Yang Jianli, who has served more than half of a five-year prison term on charges of spying for Taiwan and illegal entry into the country, became eligible for parole Oct. 26.
But Chinese officials have rejected appeals by American legislators and State Department officials for his release, saying his sentence conforms with Chinese law.
"I was so sad because he had lost so much weight. He looked much older," Christina Fu said by telephone from Boston after returning from Beijing, where she saw Yang for less than an hour this week.
"He had black rings under his eyes; his face had no color," she said. "He really looked, to me, not healthy."
Yang, who runs a foundation that advocates democratic change in China, was meeting with Chinese dissidents and laid-off workers when he was detained in 2002.
After being held at several detention centers, Yang was moved to the Beijing No. 2 prison in December and family visits finally were allowed, Fu said.
Yang, 41, had a stroke last year but did not realize it until a doctor performing a routine checkup found that the left side of Yang's body was not functioning normally.
"For someone at his age, if it happens again, it could be very serious," Fu said.
Fu met briefly with Yang on Monday in a small room in the prison, where they were made to sit at opposite ends of the room with a table separating them after they hugged each other.

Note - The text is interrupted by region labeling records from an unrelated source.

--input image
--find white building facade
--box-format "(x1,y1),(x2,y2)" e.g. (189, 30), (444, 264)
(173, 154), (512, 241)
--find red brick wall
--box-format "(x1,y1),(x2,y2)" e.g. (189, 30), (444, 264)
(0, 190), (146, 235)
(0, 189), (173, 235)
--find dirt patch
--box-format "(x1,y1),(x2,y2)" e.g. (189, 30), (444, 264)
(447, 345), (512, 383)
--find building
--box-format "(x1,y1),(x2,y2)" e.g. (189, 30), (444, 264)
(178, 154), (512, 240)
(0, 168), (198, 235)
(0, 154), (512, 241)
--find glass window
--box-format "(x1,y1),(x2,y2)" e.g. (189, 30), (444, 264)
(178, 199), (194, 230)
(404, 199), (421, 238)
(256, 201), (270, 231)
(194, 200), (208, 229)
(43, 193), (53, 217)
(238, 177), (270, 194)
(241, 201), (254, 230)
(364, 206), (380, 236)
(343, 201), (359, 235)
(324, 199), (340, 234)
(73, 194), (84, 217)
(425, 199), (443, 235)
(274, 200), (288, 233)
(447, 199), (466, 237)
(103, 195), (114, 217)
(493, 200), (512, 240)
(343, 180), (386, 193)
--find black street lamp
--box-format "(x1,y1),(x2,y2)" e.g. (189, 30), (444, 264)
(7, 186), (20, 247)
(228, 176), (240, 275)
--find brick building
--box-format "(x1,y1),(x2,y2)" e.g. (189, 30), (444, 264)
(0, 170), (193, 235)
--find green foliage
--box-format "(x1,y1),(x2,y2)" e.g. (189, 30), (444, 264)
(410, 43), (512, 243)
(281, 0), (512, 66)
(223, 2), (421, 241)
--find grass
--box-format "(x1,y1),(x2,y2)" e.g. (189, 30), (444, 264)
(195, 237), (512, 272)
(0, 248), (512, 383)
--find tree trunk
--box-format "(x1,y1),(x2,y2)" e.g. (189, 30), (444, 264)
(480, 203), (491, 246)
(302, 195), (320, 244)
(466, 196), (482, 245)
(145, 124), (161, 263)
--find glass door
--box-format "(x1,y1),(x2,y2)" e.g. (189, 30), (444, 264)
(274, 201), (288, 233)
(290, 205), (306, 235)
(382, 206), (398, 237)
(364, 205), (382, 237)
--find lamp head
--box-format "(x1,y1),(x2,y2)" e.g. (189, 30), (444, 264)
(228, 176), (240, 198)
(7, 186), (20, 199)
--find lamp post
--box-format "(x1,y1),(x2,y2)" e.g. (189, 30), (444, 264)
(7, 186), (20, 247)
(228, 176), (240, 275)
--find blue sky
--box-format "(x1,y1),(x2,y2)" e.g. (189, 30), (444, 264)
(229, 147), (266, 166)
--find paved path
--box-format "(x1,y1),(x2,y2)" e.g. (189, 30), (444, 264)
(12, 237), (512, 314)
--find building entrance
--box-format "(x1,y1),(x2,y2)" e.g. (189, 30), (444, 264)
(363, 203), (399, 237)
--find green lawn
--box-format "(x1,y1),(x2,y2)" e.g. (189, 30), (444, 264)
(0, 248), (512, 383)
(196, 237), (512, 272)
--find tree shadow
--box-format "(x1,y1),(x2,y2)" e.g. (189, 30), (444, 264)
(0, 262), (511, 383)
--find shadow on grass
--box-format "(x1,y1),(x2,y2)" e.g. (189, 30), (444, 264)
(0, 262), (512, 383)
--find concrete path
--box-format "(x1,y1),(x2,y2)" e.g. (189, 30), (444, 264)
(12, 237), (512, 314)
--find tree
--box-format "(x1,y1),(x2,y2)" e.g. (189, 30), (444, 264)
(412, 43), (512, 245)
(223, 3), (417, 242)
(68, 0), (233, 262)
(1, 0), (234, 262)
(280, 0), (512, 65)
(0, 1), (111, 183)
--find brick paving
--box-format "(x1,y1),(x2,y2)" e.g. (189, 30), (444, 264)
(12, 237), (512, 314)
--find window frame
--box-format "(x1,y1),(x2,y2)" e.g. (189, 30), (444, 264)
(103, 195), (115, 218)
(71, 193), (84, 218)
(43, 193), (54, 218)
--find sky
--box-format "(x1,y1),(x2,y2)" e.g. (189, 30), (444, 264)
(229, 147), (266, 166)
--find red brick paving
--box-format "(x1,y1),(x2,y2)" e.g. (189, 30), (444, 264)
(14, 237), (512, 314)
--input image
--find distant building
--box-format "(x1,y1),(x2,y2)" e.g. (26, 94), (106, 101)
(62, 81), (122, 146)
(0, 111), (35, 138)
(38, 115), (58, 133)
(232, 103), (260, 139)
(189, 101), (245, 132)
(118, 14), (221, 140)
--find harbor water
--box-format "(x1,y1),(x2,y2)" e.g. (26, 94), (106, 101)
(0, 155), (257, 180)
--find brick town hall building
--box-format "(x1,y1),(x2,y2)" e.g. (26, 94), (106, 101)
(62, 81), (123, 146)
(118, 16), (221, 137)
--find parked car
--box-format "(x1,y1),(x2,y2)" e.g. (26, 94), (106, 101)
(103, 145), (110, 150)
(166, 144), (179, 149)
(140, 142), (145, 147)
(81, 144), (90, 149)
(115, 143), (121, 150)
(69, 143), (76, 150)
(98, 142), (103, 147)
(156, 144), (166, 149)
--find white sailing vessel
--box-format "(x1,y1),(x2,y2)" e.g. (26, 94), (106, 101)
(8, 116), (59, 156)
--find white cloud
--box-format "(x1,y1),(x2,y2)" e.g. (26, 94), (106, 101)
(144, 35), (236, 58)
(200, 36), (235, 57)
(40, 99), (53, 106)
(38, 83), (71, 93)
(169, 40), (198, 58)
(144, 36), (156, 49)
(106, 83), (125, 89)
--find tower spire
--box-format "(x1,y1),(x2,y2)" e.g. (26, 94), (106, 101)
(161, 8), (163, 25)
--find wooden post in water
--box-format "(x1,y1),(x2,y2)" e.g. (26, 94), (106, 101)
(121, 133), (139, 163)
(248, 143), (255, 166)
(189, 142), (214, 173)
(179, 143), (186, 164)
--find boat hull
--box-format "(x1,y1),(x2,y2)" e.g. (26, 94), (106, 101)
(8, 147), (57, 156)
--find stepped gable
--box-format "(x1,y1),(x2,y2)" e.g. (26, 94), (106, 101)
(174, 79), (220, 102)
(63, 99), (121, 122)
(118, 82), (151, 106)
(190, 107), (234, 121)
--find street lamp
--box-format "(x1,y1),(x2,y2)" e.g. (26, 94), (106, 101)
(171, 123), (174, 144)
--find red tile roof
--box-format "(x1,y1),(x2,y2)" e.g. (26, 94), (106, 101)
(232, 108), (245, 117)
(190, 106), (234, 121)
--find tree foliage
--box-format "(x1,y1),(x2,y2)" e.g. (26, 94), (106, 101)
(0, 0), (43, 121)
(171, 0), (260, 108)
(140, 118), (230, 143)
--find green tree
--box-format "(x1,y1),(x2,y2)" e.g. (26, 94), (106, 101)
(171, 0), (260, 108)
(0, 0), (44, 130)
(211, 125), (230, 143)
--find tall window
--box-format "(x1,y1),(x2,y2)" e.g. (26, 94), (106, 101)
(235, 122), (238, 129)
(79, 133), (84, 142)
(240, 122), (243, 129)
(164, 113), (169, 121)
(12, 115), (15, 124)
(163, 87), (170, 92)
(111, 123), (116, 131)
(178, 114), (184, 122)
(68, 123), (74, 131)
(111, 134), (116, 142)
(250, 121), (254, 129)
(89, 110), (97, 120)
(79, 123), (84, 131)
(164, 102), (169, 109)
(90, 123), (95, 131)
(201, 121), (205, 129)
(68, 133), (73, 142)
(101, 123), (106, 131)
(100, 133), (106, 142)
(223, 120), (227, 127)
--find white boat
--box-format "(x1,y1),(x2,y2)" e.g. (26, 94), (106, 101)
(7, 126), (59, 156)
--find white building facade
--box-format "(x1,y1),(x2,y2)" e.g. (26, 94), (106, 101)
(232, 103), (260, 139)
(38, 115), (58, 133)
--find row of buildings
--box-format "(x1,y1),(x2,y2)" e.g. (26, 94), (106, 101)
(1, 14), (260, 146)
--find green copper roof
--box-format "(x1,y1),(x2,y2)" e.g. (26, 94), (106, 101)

The couple's 9-year-old son, Aaron, Yang's brother, and two guards were also in the room, Fu said. One guard took notes and forbade them to speak in English, she said.
"I had imagined that he would be very excited to see Aaron, but he was very sad," she said. "He talked in a very low voice; he didn't smile. The whole time he looked so heavy-hearted. It was not a happy reunion."
Fu said Aaron cried the whole time he was with his father.
"Our view is that this case needs to finally be resolved," Jared Genser, the family's lawyer, said.
"Yang Jianli has been for 1,000 days now held in detention. His health is a serious problem, and we are worried about his welfare."
The spying charges against Yang, a former Brookline resident and Kennedy School alumnus, apparently stem from four $100 grants to student researchers by a group that he founded in 1992 while attending the University of California at Berkeley.
Chinese prosecutors alleged that the grants by the China Youth Development Foundation were financed by someone in the Taiwanese government, but no evidence was given in court.
Yang's family denies the spying accusations but acknowledges he was traveling in China with a friend's identity card, which made his entry illegal. They say he was forced to do so because he was banned from China after participating in the 1989 protests in support of democracy in Tiananmen Square.
Fu said her husband told her he was warm and had enough food. He spends most of his days doing light exercises and reading classic Chinese books.
Yang now is able to receive postcards Fu sends but is not allowed to write back. She hopes that will change soon so that they can communicate until she can see him again.
"My visit was so short," Fu said. "I didn't have time to say a lot of what I wanted to say."